02 January 2013
A University of Central Lancashire (UCLan) student has used his sports psychology knowledge to help him land a place in the Welsh national curling team.
Final year sports psychology student Rhys Phillips has returned home after representing Wales in the Men’s Curling European Championships 2012 in Sweden from the 8-15 December. The 20-year-old from Flintshire in North Wales has played the sport for nine years and was called up to the senior squad to represent his country in the competition.
Rhys and his four team mates spent ten days in Karlstad in category B of the Championships which was eventually won by Finland. It is the first time that he has made the step up from the youth to the senior team as they develop the next generation of players.
“Curling is a tactical game so visualisation techniques and knowing how to cope under pressure are really important in a competition."
Rhys attributes some of his success to studying a sports psychology degree course that teaches not only the theory but the application of knowledge. He has actively engaged in shot visualisation and employed imagery techniques to cope with competitive pressures and improve his game.
He said: “Curling is a tactical game so visualisation techniques and knowing how to cope under pressure are really important in a competition. We play in a stressful environment; controlling my thoughts and emotions helps me to cope with the intensity of the situation.

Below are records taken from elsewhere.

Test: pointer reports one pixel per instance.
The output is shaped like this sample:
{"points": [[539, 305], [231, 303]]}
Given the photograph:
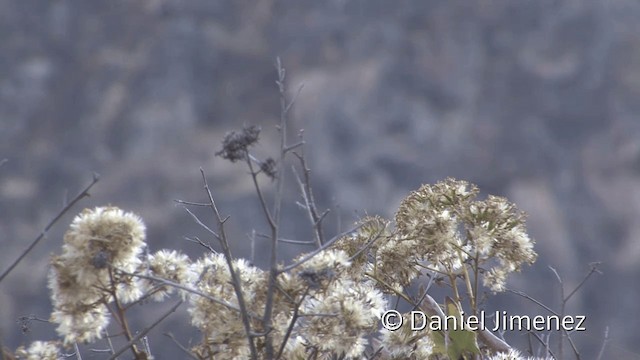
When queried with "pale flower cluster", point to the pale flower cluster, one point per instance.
{"points": [[443, 225], [40, 350], [327, 306], [81, 279]]}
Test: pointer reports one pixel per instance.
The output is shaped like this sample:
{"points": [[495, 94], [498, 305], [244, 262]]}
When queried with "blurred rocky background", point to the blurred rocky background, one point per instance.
{"points": [[533, 100]]}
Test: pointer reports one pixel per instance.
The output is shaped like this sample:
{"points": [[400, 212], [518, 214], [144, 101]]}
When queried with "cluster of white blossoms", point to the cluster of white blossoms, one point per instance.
{"points": [[82, 280], [327, 306], [40, 350], [442, 226]]}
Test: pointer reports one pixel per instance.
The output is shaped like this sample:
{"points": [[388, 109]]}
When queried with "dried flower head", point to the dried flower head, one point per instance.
{"points": [[224, 335], [268, 167], [83, 278], [40, 350], [235, 145]]}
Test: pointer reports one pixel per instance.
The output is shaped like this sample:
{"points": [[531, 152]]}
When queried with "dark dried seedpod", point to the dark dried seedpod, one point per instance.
{"points": [[235, 145], [269, 168]]}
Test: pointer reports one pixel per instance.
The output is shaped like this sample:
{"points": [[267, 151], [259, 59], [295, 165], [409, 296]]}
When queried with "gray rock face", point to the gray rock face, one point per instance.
{"points": [[536, 101]]}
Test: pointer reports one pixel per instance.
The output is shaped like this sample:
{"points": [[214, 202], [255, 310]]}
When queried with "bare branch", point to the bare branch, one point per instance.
{"points": [[235, 278], [43, 234], [184, 349], [145, 331], [320, 249]]}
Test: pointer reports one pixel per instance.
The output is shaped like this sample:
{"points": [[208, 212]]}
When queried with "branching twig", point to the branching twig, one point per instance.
{"points": [[43, 234], [604, 344], [324, 246], [145, 331], [184, 349], [235, 278]]}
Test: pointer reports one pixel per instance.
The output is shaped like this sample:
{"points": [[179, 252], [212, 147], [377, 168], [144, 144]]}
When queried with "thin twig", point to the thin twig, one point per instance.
{"points": [[43, 234], [604, 344], [307, 195], [184, 349], [145, 331], [320, 249], [594, 269], [274, 222], [187, 289], [235, 278], [197, 240]]}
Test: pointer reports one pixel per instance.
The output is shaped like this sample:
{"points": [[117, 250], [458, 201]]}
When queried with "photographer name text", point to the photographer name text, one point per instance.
{"points": [[392, 320]]}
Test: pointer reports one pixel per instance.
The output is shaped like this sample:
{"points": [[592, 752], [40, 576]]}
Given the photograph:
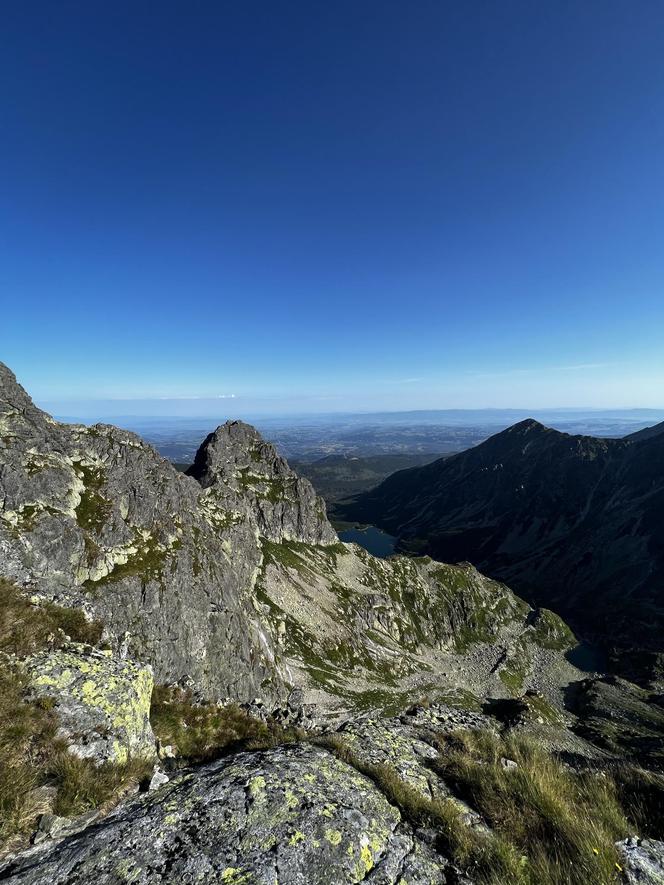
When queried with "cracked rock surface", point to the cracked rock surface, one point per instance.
{"points": [[297, 815]]}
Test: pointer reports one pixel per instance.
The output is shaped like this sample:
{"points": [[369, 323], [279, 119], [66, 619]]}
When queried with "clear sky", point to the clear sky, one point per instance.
{"points": [[334, 205]]}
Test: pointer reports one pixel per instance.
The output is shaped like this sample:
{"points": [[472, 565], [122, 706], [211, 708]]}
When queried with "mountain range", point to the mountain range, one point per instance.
{"points": [[200, 683], [572, 522]]}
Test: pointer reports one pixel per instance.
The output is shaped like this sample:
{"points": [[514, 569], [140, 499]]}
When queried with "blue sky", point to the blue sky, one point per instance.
{"points": [[333, 206]]}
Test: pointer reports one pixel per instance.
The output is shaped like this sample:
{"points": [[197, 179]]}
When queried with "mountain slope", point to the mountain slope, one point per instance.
{"points": [[338, 476], [233, 578], [565, 520]]}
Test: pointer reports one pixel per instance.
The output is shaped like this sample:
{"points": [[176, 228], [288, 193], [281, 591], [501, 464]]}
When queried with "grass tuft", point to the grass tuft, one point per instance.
{"points": [[201, 732], [37, 773]]}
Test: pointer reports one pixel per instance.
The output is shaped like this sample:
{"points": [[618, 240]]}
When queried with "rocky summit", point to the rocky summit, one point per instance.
{"points": [[208, 686], [564, 520]]}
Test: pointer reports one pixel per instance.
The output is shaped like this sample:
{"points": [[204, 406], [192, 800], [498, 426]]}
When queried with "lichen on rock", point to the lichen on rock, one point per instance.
{"points": [[102, 703]]}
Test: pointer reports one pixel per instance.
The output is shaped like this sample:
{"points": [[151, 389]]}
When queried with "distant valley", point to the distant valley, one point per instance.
{"points": [[564, 520]]}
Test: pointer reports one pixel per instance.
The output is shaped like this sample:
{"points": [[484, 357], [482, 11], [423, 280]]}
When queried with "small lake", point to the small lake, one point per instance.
{"points": [[377, 543], [587, 658]]}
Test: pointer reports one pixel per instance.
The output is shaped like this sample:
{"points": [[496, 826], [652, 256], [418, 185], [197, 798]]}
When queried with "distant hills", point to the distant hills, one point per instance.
{"points": [[573, 522], [338, 476]]}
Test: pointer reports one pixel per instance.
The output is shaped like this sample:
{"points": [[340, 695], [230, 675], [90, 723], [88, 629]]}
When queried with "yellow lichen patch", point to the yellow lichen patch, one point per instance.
{"points": [[235, 876], [257, 786], [333, 836], [366, 855]]}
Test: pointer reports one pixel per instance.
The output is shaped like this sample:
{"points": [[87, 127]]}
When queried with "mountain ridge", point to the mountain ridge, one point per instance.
{"points": [[559, 517]]}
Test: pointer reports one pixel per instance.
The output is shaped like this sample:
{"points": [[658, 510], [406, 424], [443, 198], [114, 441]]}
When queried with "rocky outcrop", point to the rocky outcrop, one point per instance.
{"points": [[294, 815], [233, 579], [642, 861], [243, 473], [94, 517], [102, 704], [564, 520]]}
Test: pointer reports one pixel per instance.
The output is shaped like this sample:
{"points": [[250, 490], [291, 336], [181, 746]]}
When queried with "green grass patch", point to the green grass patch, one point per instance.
{"points": [[200, 732], [31, 757]]}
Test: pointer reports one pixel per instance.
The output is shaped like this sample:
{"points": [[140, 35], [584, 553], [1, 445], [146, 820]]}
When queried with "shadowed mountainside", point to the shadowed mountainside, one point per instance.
{"points": [[572, 522]]}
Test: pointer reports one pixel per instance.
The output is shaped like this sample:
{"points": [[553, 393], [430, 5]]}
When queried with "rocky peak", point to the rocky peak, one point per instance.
{"points": [[245, 473]]}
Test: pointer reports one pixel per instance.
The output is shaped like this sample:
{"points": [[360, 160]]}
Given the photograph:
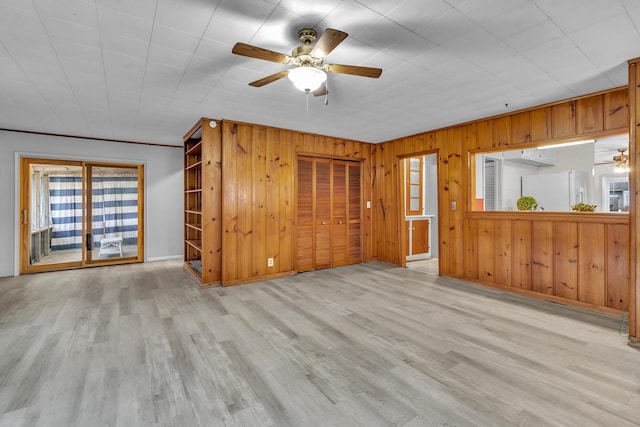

“It’s a dream come true to be selected for the senior curling team. My dad first introduced me to the sport nine years ago and ever since I was selected for the junior team I knew I had it in me to represent Wales as a senior player. I now want to build on my experience in Sweden and hopefully take part in other international competitions.”
Rhys trains weekly with the national squad and when he isn’t studying at UCLan, also plays for his local team Alyn Valley 73. After graduation Rhys wants to study for a Masters in sports psychology and apply his skills to curling, rugby or football.